There were 111,491 high school dropouts in fiscal 1997, constituting a record 2.6 percent of total beginning-of-year enrollment, according to an Education Ministry survey released Friday.

The percentage capped last year's previous all-time high of 2.5 percent. The survey began in 1982. The new high was marked despite a decline in student enrollment of approximately 173,400.

The dropout rate was highest among first-year high school students, among whom roughly one in 24, or 4.2 percent, left school. The dropout rate for second- and third-year students was 2.6 percent and 0.8 percent, respectively.

The survey results do not necessarily point to a crisis in the school system, says Tomiji Sugawa of the ministry's Elementary and Secondary Education Bureau. "There are cases when students leave school to actively pursue changes in their career goals," he said.

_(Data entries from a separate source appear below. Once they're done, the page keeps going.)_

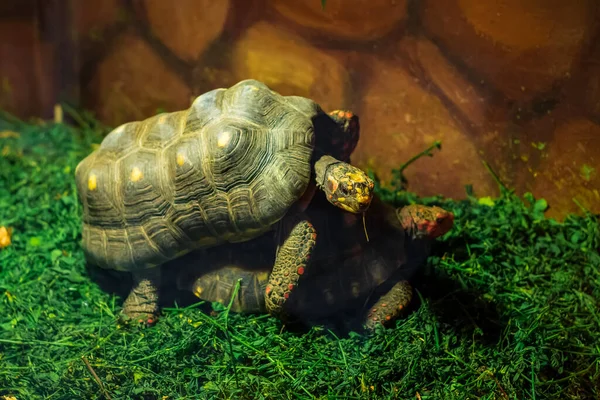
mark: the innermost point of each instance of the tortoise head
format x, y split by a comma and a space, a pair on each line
425, 222
345, 186
349, 134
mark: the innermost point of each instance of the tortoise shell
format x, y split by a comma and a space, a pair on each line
224, 170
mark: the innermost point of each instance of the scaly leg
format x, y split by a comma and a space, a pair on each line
142, 303
290, 264
389, 306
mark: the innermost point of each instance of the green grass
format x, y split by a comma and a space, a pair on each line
507, 307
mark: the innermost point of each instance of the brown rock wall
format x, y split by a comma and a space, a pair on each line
290, 65
399, 119
513, 83
187, 27
521, 48
132, 82
356, 20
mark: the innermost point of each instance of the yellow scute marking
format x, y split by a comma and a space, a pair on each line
136, 174
223, 139
356, 177
262, 276
92, 182
180, 159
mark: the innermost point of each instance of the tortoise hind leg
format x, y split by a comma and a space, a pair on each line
141, 304
389, 306
290, 264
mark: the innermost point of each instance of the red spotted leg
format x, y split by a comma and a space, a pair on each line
389, 306
290, 264
141, 305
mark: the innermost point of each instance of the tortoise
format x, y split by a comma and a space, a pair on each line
241, 161
346, 273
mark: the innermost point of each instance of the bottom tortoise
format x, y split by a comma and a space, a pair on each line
346, 272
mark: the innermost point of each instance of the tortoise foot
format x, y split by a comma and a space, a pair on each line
141, 306
290, 265
389, 306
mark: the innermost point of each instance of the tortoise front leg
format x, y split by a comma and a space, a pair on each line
290, 264
389, 306
142, 303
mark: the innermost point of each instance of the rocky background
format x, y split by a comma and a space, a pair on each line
514, 83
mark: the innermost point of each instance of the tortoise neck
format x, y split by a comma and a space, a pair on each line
321, 167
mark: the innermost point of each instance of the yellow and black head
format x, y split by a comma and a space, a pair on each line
425, 222
348, 187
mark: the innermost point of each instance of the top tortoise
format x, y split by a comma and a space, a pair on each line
236, 164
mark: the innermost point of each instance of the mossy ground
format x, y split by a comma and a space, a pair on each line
507, 307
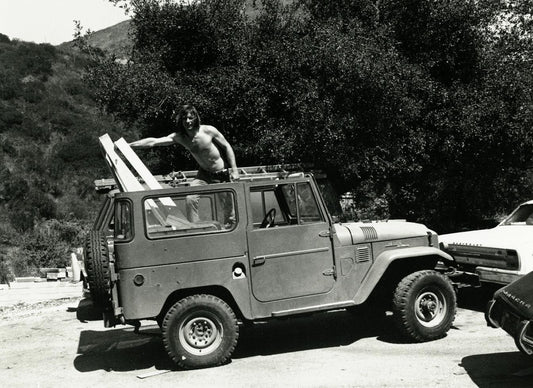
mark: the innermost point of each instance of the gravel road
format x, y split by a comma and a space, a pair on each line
44, 344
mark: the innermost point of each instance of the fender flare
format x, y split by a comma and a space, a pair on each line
385, 259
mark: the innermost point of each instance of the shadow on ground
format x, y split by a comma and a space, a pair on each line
331, 329
476, 299
123, 350
510, 369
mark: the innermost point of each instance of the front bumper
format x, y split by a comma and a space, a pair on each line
497, 315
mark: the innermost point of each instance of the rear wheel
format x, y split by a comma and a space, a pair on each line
525, 331
98, 270
424, 306
200, 331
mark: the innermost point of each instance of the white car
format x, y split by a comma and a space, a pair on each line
498, 255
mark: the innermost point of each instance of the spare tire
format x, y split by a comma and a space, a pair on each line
98, 270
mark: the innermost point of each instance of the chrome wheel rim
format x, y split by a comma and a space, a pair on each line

However, while 40.8 percent of the total reportedly left school to work or to attend another school, 33.4 percent left because of difficulties adjusting to other students or to the curriculum.

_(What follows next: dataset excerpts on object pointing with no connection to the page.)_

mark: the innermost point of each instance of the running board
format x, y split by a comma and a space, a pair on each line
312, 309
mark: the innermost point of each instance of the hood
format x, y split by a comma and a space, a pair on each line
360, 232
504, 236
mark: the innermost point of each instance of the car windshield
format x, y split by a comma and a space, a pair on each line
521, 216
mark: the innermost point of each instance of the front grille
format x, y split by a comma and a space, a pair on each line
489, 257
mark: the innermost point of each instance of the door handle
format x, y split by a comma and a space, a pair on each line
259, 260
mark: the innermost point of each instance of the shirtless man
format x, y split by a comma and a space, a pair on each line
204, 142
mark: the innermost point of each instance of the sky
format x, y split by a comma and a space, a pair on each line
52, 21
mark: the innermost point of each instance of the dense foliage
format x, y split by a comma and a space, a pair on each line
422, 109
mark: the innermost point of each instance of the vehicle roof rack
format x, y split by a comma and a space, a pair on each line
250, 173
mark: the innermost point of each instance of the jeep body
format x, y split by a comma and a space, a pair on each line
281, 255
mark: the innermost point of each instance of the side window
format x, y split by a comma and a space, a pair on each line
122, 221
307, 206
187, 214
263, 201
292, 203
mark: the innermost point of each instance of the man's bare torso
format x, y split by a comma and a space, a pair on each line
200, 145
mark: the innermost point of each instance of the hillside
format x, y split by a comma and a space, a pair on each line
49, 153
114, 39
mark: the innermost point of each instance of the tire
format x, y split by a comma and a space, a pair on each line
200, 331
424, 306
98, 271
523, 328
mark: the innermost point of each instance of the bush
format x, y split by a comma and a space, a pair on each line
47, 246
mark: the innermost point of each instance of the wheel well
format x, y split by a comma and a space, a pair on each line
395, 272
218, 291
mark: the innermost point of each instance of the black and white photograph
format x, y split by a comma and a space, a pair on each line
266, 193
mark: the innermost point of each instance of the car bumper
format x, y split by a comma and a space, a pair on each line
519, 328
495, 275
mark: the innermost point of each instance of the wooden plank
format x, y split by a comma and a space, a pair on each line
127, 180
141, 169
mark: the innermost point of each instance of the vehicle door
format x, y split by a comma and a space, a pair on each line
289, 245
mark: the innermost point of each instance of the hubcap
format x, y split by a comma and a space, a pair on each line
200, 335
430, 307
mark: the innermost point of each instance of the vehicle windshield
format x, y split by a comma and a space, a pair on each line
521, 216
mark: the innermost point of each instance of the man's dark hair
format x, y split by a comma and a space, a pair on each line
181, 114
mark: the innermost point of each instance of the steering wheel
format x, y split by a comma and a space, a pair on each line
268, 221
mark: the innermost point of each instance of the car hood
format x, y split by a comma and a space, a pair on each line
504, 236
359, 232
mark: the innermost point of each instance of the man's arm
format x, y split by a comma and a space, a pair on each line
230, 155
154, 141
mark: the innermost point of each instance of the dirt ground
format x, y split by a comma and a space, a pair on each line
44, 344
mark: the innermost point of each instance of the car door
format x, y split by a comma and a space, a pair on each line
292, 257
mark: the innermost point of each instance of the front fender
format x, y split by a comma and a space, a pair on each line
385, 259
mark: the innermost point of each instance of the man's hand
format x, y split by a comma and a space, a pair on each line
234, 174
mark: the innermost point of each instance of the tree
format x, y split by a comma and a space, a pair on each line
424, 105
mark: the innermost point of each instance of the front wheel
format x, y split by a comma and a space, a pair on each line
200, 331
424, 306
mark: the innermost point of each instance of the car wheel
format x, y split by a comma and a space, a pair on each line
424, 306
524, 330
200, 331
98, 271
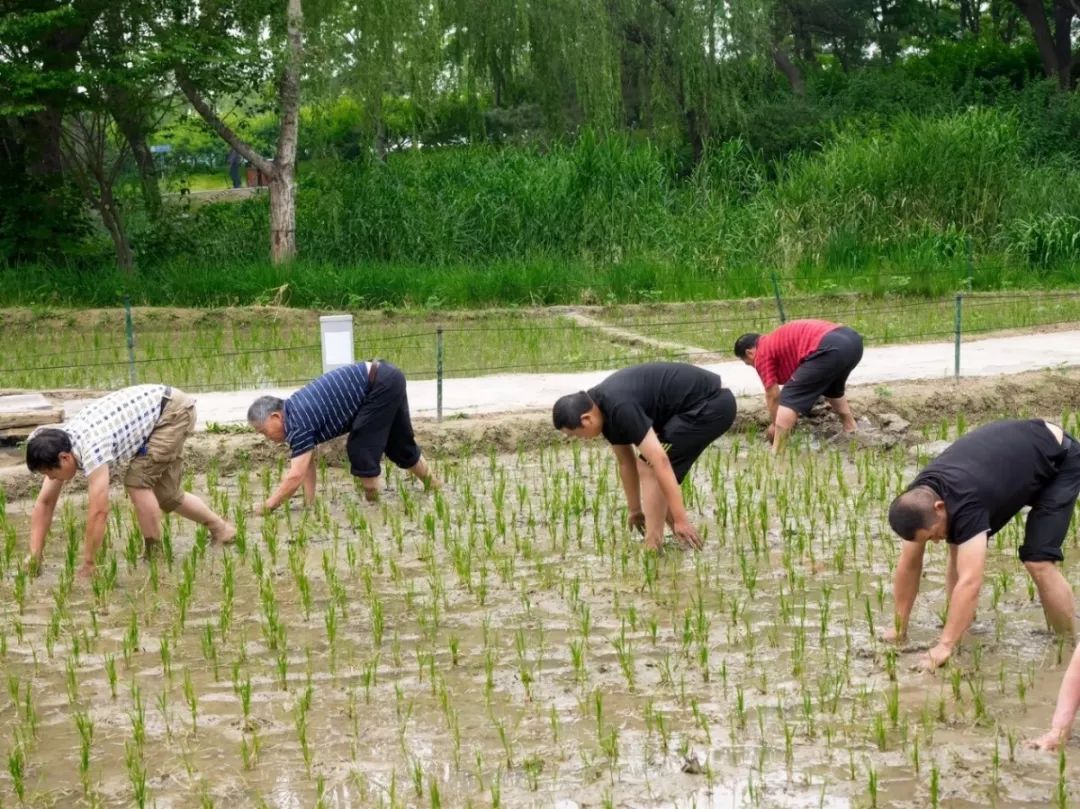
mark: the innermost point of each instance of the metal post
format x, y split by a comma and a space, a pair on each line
130, 327
439, 374
971, 263
959, 320
780, 302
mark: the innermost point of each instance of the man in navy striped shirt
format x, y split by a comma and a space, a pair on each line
365, 401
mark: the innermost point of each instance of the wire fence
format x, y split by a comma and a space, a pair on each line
205, 356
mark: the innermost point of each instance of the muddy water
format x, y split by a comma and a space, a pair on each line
507, 643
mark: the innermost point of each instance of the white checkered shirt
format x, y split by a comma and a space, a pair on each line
112, 429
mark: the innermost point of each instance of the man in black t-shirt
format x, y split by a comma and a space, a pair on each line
670, 412
970, 491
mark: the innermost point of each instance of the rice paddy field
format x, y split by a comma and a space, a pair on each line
504, 642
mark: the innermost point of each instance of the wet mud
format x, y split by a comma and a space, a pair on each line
505, 642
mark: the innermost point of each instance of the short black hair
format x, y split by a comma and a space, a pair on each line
568, 409
913, 511
44, 447
745, 342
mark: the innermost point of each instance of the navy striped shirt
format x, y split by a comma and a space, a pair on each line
325, 407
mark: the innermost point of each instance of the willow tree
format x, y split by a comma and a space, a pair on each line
372, 51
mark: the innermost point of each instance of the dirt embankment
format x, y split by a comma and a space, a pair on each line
1041, 394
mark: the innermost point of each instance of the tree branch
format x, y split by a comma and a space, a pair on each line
224, 131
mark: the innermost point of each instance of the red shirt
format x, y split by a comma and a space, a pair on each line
780, 352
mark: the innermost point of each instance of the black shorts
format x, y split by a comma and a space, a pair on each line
685, 436
382, 425
825, 372
1049, 520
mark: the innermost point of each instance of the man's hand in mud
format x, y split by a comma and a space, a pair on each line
892, 635
687, 534
1050, 741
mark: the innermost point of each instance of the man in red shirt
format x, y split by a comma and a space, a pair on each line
810, 359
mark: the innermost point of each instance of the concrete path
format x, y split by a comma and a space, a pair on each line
517, 392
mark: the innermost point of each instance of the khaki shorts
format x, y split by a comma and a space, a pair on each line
161, 468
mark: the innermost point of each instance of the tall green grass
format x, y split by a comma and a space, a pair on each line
915, 204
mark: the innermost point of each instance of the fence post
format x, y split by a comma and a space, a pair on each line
971, 263
130, 328
439, 374
780, 302
959, 320
335, 332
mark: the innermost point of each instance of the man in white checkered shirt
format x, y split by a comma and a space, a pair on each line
145, 427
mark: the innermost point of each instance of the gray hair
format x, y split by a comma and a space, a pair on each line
264, 407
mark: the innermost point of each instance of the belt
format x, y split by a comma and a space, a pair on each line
164, 400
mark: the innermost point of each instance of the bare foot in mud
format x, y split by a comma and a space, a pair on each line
224, 536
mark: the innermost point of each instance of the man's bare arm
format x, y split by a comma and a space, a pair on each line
905, 585
653, 453
628, 475
97, 515
41, 517
970, 566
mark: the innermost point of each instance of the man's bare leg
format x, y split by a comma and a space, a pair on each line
421, 471
655, 506
148, 516
841, 408
784, 423
1056, 596
191, 508
372, 488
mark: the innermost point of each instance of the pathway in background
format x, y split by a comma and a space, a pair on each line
516, 392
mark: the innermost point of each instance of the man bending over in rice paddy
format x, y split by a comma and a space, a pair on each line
146, 425
365, 401
658, 417
809, 359
969, 493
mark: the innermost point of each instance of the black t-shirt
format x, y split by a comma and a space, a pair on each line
986, 476
640, 396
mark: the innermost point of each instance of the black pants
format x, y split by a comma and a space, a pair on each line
825, 372
382, 425
1049, 520
686, 435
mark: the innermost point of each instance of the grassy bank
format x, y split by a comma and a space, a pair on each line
272, 346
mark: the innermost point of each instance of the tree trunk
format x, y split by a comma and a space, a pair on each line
283, 180
123, 110
110, 217
1063, 42
791, 70
1036, 15
283, 215
281, 171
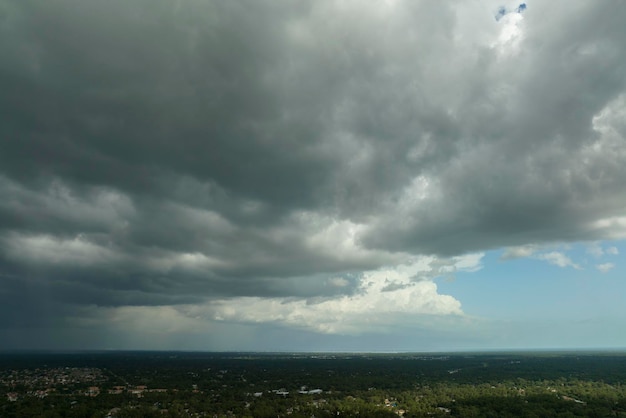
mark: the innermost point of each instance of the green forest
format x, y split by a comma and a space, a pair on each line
160, 384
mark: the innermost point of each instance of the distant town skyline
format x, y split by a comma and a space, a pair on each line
312, 176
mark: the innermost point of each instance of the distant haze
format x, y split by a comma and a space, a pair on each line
313, 175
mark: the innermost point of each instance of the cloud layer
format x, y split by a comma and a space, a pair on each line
276, 155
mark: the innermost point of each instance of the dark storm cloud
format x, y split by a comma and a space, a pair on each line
168, 152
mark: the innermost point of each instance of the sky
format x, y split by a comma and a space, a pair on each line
312, 175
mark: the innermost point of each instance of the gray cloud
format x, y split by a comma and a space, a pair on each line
161, 153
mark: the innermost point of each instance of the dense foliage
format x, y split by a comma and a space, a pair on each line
145, 384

Of the students who had difficulties adjusting, 43.9 percent were reported to have left because they "lacked enthusiasm in high school life," according to the survey. Another 18.4 percent left because they "found classes uninteresting," 14.8 percent "could not interact well with other people" and 10.5 percent were "unsuited to the school atmosphere."

"There is," Sugawa admitted, "a decline in the number of students who come to school with the explicit intention to learn."